Desain cakram rem terbaru ini, yang dikenal dengan merek PeriodicWave, mengintegrasikan serangkaian sirip kecil di sekitar hub pusat untuk menarik dan mendorong udara melintasi permukaan rem.
Sirip-sirip ini berfungsi mendinginkan rotor, bantalan rem, dan kaliper saat kendaraan bergerak.
Selain itu, lekukan melengkung yang ditambahkan pada permukaan rem meningkatkan luas area pendinginan hingga lebih dari 30% sekaligus meningkatkan gesekan untuk pengereman yang lebih andal.
Tidak hanya panas, desain ini juga mampu mengatasi masalah air dan kotoran yang sering mengganggu kinerja rem.
Alur-alur pada permukaan rem menciptakan aliran udara turbulen yang mendorong air dan kotoran keluar melalui lubang kecil yang dirancang khusus di setiap ujung alur.
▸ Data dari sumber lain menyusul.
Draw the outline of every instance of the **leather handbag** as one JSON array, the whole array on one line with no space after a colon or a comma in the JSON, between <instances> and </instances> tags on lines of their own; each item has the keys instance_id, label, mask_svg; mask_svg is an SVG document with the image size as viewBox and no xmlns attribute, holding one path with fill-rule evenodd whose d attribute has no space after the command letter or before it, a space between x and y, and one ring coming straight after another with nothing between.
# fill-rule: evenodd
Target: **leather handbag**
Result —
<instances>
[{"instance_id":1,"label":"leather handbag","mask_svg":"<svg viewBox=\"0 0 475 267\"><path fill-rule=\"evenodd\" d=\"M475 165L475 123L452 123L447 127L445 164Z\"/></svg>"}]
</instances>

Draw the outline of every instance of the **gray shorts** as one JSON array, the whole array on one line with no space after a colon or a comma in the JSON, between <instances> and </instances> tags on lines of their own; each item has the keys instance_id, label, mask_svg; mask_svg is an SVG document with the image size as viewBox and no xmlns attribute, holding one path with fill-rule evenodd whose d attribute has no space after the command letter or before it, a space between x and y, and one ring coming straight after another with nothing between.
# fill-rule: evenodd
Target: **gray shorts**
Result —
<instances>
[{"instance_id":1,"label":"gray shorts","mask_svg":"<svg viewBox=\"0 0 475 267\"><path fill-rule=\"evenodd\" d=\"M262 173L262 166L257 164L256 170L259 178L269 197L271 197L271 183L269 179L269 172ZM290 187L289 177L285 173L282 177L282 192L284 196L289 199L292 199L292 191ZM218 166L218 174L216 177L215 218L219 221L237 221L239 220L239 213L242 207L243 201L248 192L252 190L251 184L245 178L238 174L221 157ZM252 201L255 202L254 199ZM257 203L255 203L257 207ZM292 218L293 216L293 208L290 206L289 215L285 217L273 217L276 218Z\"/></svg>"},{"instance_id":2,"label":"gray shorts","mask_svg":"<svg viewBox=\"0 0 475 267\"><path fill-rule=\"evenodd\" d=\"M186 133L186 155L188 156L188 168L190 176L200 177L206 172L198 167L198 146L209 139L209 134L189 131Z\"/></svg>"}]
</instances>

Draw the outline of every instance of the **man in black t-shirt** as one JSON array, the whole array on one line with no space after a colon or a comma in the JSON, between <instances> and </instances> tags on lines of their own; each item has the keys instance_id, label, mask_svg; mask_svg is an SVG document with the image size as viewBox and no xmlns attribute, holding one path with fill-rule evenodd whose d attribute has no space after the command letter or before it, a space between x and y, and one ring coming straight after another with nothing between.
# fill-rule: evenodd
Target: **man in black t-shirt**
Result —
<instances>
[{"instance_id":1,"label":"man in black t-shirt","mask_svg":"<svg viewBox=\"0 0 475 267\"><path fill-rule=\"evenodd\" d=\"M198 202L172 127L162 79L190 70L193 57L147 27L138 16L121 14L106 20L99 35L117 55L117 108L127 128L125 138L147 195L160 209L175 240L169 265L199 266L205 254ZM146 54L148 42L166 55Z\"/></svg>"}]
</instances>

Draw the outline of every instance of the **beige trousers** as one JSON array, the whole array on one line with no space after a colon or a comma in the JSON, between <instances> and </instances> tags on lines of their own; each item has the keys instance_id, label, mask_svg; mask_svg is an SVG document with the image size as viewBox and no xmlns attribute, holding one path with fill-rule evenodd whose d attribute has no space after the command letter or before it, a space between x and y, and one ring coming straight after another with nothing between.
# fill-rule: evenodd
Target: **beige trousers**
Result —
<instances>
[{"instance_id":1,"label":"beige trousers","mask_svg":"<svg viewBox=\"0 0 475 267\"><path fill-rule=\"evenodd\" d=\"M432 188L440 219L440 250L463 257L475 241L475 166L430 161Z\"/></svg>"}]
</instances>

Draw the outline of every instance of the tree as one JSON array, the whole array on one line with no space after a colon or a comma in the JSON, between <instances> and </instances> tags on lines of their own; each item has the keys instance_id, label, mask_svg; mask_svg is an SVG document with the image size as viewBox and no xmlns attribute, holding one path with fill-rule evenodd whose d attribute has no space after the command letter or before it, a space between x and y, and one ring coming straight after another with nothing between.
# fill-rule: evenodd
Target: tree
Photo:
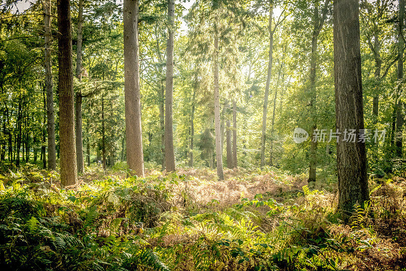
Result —
<instances>
[{"instance_id":1,"label":"tree","mask_svg":"<svg viewBox=\"0 0 406 271\"><path fill-rule=\"evenodd\" d=\"M321 14L319 13L319 2L315 4L313 10L313 33L312 36L312 51L310 56L310 105L313 108L314 104L315 102L316 97L316 72L317 66L317 41L324 21L326 20L327 13L327 7L330 0L326 0L324 3L324 6L322 11ZM315 114L314 114L314 115ZM317 125L316 122L313 121L313 127L312 128L312 137L314 136L314 132L317 129ZM309 179L308 182L316 181L316 169L317 165L317 140L312 138L311 141L310 145L310 165L309 169Z\"/></svg>"},{"instance_id":2,"label":"tree","mask_svg":"<svg viewBox=\"0 0 406 271\"><path fill-rule=\"evenodd\" d=\"M232 101L232 167L238 165L237 161L237 103Z\"/></svg>"},{"instance_id":3,"label":"tree","mask_svg":"<svg viewBox=\"0 0 406 271\"><path fill-rule=\"evenodd\" d=\"M175 0L168 0L168 39L166 44L166 80L165 88L165 167L167 172L175 171L174 151L174 17Z\"/></svg>"},{"instance_id":4,"label":"tree","mask_svg":"<svg viewBox=\"0 0 406 271\"><path fill-rule=\"evenodd\" d=\"M55 117L54 116L53 80L52 63L51 57L51 0L44 2L44 32L45 38L45 88L47 93L47 129L48 131L48 168L56 169L56 154L55 143ZM45 155L45 154L44 154Z\"/></svg>"},{"instance_id":5,"label":"tree","mask_svg":"<svg viewBox=\"0 0 406 271\"><path fill-rule=\"evenodd\" d=\"M71 4L69 0L58 0L57 3L60 184L63 187L76 184L78 177L75 143Z\"/></svg>"},{"instance_id":6,"label":"tree","mask_svg":"<svg viewBox=\"0 0 406 271\"><path fill-rule=\"evenodd\" d=\"M124 0L123 11L127 164L132 174L144 177L144 154L139 85L138 0Z\"/></svg>"},{"instance_id":7,"label":"tree","mask_svg":"<svg viewBox=\"0 0 406 271\"><path fill-rule=\"evenodd\" d=\"M333 2L333 42L336 128L364 129L361 51L358 0ZM358 203L363 206L369 199L365 142L337 143L339 180L338 210L348 222Z\"/></svg>"},{"instance_id":8,"label":"tree","mask_svg":"<svg viewBox=\"0 0 406 271\"><path fill-rule=\"evenodd\" d=\"M76 45L76 78L82 81L82 42L83 39L83 0L79 0L79 14L78 16L78 42ZM78 174L84 173L83 166L83 142L82 136L82 103L83 97L81 86L76 93L75 113L76 114L75 123L76 132L76 162L78 164Z\"/></svg>"},{"instance_id":9,"label":"tree","mask_svg":"<svg viewBox=\"0 0 406 271\"><path fill-rule=\"evenodd\" d=\"M265 144L266 142L266 115L268 113L268 97L269 96L269 87L270 86L270 79L272 77L272 63L273 62L274 53L274 35L275 34L278 26L283 22L287 15L281 14L273 27L272 21L274 12L274 1L269 0L269 17L268 22L268 32L269 34L269 49L268 51L268 70L266 76L266 84L265 87L265 95L263 101L263 112L262 113L262 130L261 136L261 161L260 165L262 167L265 164Z\"/></svg>"},{"instance_id":10,"label":"tree","mask_svg":"<svg viewBox=\"0 0 406 271\"><path fill-rule=\"evenodd\" d=\"M232 168L234 163L232 161L232 146L231 142L231 128L230 120L226 121L226 130L225 132L226 151L227 153L227 167Z\"/></svg>"},{"instance_id":11,"label":"tree","mask_svg":"<svg viewBox=\"0 0 406 271\"><path fill-rule=\"evenodd\" d=\"M397 38L397 74L398 81L403 80L403 56L404 51L404 37L403 34L404 23L404 0L399 0L399 12L398 12L398 34ZM400 90L399 91L400 93ZM402 134L403 133L403 103L402 100L397 96L397 101L396 104L396 149L395 154L397 157L402 156Z\"/></svg>"},{"instance_id":12,"label":"tree","mask_svg":"<svg viewBox=\"0 0 406 271\"><path fill-rule=\"evenodd\" d=\"M221 149L221 133L220 119L220 90L219 89L219 32L218 19L215 15L214 51L213 51L213 74L214 75L214 131L216 136L216 161L217 176L220 180L224 179L223 171L223 153Z\"/></svg>"}]
</instances>

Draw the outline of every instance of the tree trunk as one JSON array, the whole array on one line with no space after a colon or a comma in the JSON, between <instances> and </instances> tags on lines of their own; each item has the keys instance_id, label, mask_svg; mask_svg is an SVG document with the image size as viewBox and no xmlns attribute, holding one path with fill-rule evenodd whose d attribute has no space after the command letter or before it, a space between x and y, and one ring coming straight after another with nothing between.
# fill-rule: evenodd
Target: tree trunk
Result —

Produk ini telah tersedia sebagai modifikasi pasar aftermarket untuk mobil performa tinggi seperti Ford Mustang dan beberapa model Tesla.
Dengan teknologi ini, NASA kembali membuktikan bahwa keahlian mereka dalam mengatasi tantangan luar angkasa dapat membawa manfaat nyata bagi kehidupan di Bumi.
“Kolaborasi ini menunjukkan bagaimana teknologi antariksa dapat diadaptasi untuk menghadirkan solusi inovatif dalam kehidupan sehari-hari,” tambah Lee.
Dengan langkah ini, Orbis Brakes dan NASA tidak hanya mendefinisikan ulang standar industri otomotif, tetapi juga membuka jalan bagi perkembangan teknologi ramah lingkungan di masa depan.